12 August 2011

College Change

I actually woke up early-ish today, but then when I finished breakfast I went upstairs to read some more of Half-Blood Prince. I succeeded in reading for a good half hour to 40 minutes, and then apparently at some point I fell asleep. And woke up 30 minutes later. *sigh* I don't understand why all my body wants me to do is sleep...But whatever. Hopefully I can still fall asleep tonight before midnight for our hike tomorrow! :D


I spent the rest of the afternoon doing the Alcohol Education online thing for my college. I do understand why they want all college students to do this, especially incoming freshman. People make big mistakes in college with drinking and think they have to drink to fit in. But honestly, almost everything on there I already knew from Chemistry class. I know that sounds weird, but one of the options we did for our IB test was Medicine and Drugs, and we had to learn very clearly alcohol laws and blood alcohol concentration and such things. The only stuff I didn't really know was how to look for alcohol poisoning, and to be honest, I'm really hoping I just don't end up hanging out with people who drink that much. I have vowed to just not drink in college, definitely not until I'm 21, and I actually don't really plan to drink much at all...I don't think it would be good for the way my brain works. I seem to be wired to act compulsively. Basically, I'm not complaining that we had to take it--I think it's a good idea--but it took far too long to finish.

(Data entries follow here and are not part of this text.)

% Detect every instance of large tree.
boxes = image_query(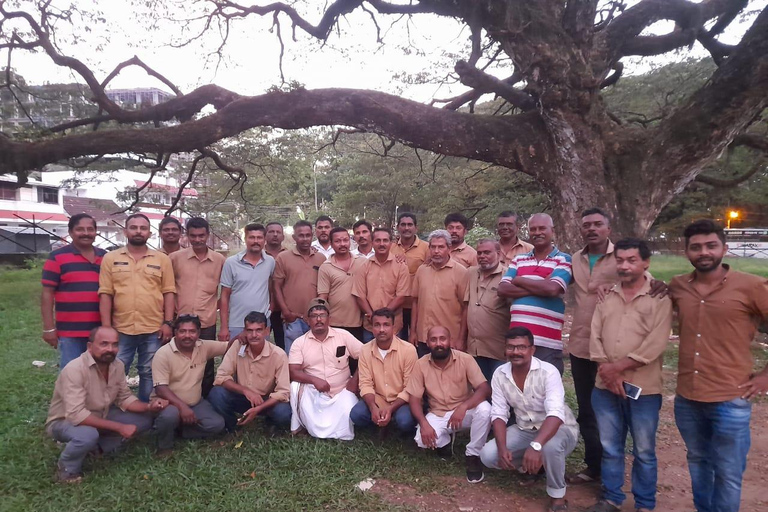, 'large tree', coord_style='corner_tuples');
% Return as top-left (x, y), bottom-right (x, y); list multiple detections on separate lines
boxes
(0, 0), (768, 247)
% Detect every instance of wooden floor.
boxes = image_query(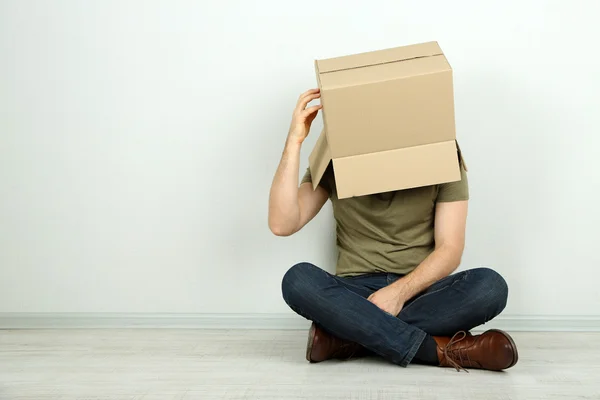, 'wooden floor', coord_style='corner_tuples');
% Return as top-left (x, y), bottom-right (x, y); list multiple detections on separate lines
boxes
(0, 329), (600, 400)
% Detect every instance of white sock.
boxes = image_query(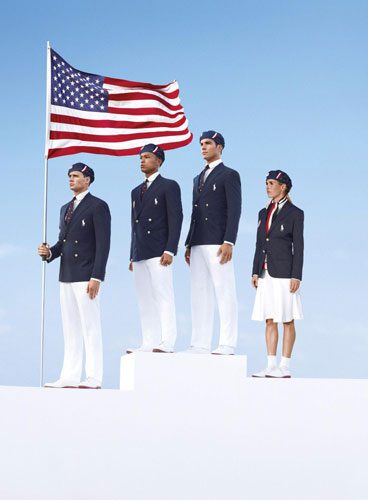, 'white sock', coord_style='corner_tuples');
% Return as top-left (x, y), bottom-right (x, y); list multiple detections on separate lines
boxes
(267, 356), (277, 368)
(280, 356), (291, 368)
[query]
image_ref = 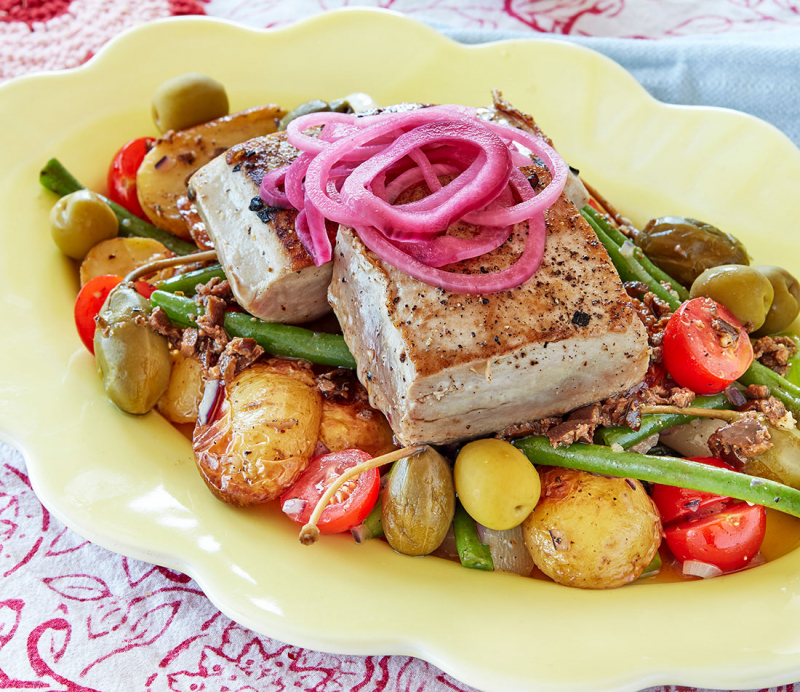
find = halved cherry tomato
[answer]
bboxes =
[650,457,735,524]
[108,137,155,221]
[281,449,380,533]
[664,502,767,572]
[75,274,156,354]
[663,298,753,394]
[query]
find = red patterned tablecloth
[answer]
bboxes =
[0,0,800,692]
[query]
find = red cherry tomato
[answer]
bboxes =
[281,449,380,533]
[664,502,767,572]
[650,457,734,524]
[108,137,155,221]
[75,274,156,354]
[663,298,753,394]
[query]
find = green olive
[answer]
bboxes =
[278,99,331,131]
[381,447,456,555]
[636,216,750,286]
[690,264,774,332]
[330,91,378,113]
[94,283,172,414]
[50,190,119,260]
[454,439,541,531]
[756,266,800,336]
[153,72,228,133]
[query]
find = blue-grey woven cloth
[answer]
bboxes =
[435,25,800,147]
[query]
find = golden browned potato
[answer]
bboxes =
[136,105,286,240]
[522,468,662,589]
[318,368,397,457]
[194,358,321,507]
[81,238,175,286]
[156,351,205,423]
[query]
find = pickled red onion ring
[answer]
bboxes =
[266,106,567,293]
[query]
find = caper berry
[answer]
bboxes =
[278,99,331,131]
[381,448,456,555]
[636,216,750,286]
[94,283,172,414]
[50,190,119,260]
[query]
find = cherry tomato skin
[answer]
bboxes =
[74,274,156,355]
[664,502,767,572]
[281,449,381,533]
[650,457,735,525]
[108,137,155,221]
[663,298,753,394]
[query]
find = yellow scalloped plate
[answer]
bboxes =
[0,10,800,691]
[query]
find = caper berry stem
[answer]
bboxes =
[150,291,356,369]
[39,159,197,255]
[581,206,681,310]
[453,502,494,572]
[158,264,227,296]
[514,437,800,517]
[739,362,800,418]
[124,250,217,281]
[299,445,428,545]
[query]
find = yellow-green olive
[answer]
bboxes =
[94,283,172,414]
[636,216,750,286]
[381,447,456,555]
[153,72,228,132]
[454,439,541,531]
[690,264,774,332]
[756,266,800,336]
[278,99,332,132]
[50,190,119,260]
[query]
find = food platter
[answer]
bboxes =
[0,10,800,690]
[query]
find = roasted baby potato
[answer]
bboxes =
[522,468,661,589]
[156,351,205,423]
[318,368,397,457]
[193,358,321,507]
[136,105,286,240]
[81,238,175,286]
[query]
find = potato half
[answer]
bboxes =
[136,104,286,240]
[194,358,321,507]
[522,468,662,589]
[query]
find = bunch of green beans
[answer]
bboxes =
[150,291,356,368]
[581,205,689,310]
[514,436,800,517]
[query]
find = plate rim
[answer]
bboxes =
[0,8,800,690]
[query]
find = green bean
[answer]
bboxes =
[581,205,689,301]
[597,394,731,449]
[350,497,383,543]
[514,437,800,517]
[39,159,197,255]
[453,502,494,572]
[158,264,225,296]
[638,553,662,579]
[739,362,800,418]
[150,291,356,368]
[581,207,681,310]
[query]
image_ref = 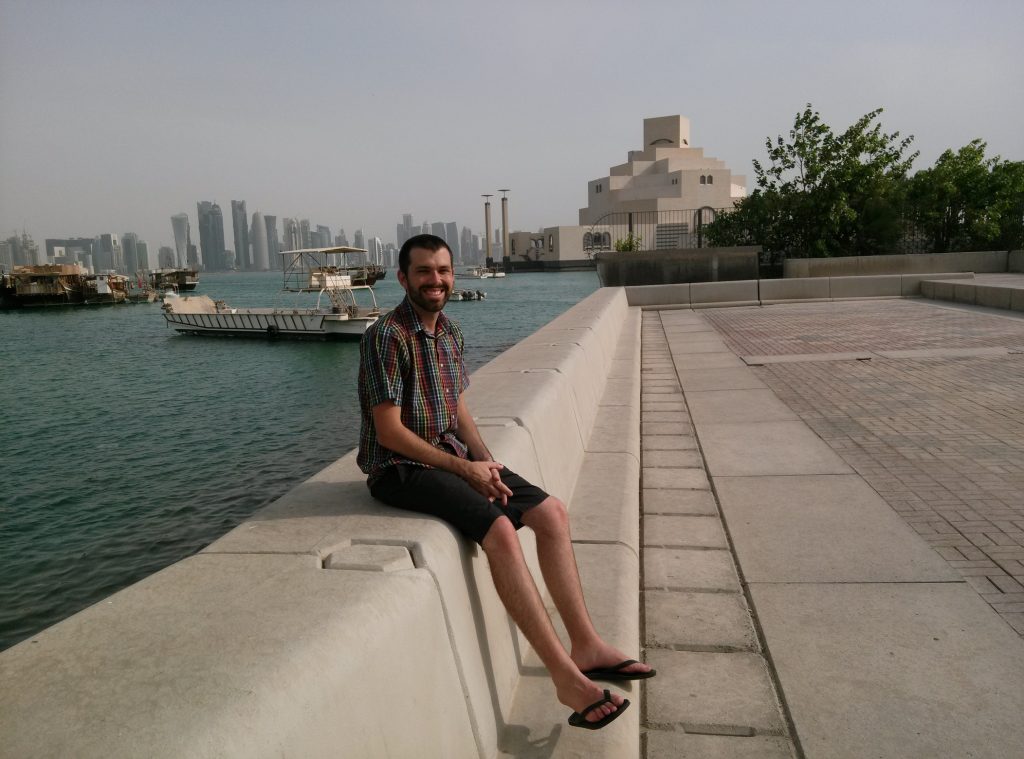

I also watched some X-Files. At the beginning of the summer I started watching all the mythology episodes, and sometime in July I kind off stopped because I didn't want to run out. But now I still have the movie and seasons 6-9 mythology, so I suppose I'm good. I guess I can watch those in the next two weeks while I'm packing. :) I also went for a lovely jog, though it was a bit too warm and far too dry for my liking. And of course about an hour later it was raining, so if I'd just waited an hour I could've run in the rain, which I love. But ah well. There was a reason I had to go earlier in the day. And that reason is.....


I finally talked to my advisor today!!! Woohoo!!!!!!!!! We got my schedule all fixed, changed my math class, and added a Cultural Anthropology class. It fits into one of the General Education requirements, and it's a class I'm actually genuinely interested in taking, so that's good. I really like my advisor; she's incredibly nice and helpful for choosing classes.




And now it's 2 weeks until I leave for college. Aaaaaaaaaaaaah! It's kind of terrifying, for reasons personal to me. I have to make sure I stay healthy and happy and keep taking care of myself, which might become a challenge once I'm under stress at college. (I would elaborate on this, but it is very complicated, and I'm not sure how open I want to be with people here. Again, if people seem interested and caring, maybe I'll do a special edition of confessions one Saturday.) I have to not be afraid to take risks or say no to people, and remember my values and why I'm attending college. But I'm mostly excited. I've lived for far too long under control of my parents, held down by their fighting and pressures, living in anxiety, blah, blah, blah. I mean, I really love my dad, and I think I'll miss him the most, but I'm curious as to how I let my life run and how I take care of myself when I truly am relying on myself and having to make my own decisions, living with other people.


I think that's why college is such a big step for everyone. Unless you're one of the people who goes to community college and lives with your parents,* it's the first time we live on our own. We don't yet have every adult opportunity, but we have to figure out how to live on our own in the society, with a job and studying and friends who will help us along the way. Most of us are still connected to our parents since they pay for college, so we haven't completely cut off that chain, but it's a nice way for us to live in the real world while still being able to have fun and experiment with our passions and desires.


I said last year that I don't like change. But I have a different stance now. In the past year, I've made an awful lot of changes in myself and the way I live. Change still scares me, but I've come to realize that we can only grow if we accept change and go along with that flow. If we don't change, we stay stuck. Instead of being a fish swimming in the river, we're a rock that the water flows around. We need to move with the water as best we can and learn how to live. Learn how to thrive.


So yeah. 2 weeks. A big change coming up. But I'm working toward making it a good and smooth change. :D


Anyway. I'm not sure how good tomorrow's blog will be, since I have no idea when we're coming home and I will be exhausted after hiking for 9 miles. But I'll do my best to make the confessions interesting and hopefully a little funny.


Cheers!

Word of the Day: mundify--to purge or purify

Inspirational quote/photo of the day: “They always say time changes things, but you actually have to change them yourself.” -Andy Warhol

Days until I leave for college: 14.125


*I am not saying this is a bad thing. Community colleges offer a good core education for a cheap price. Do what's right for you.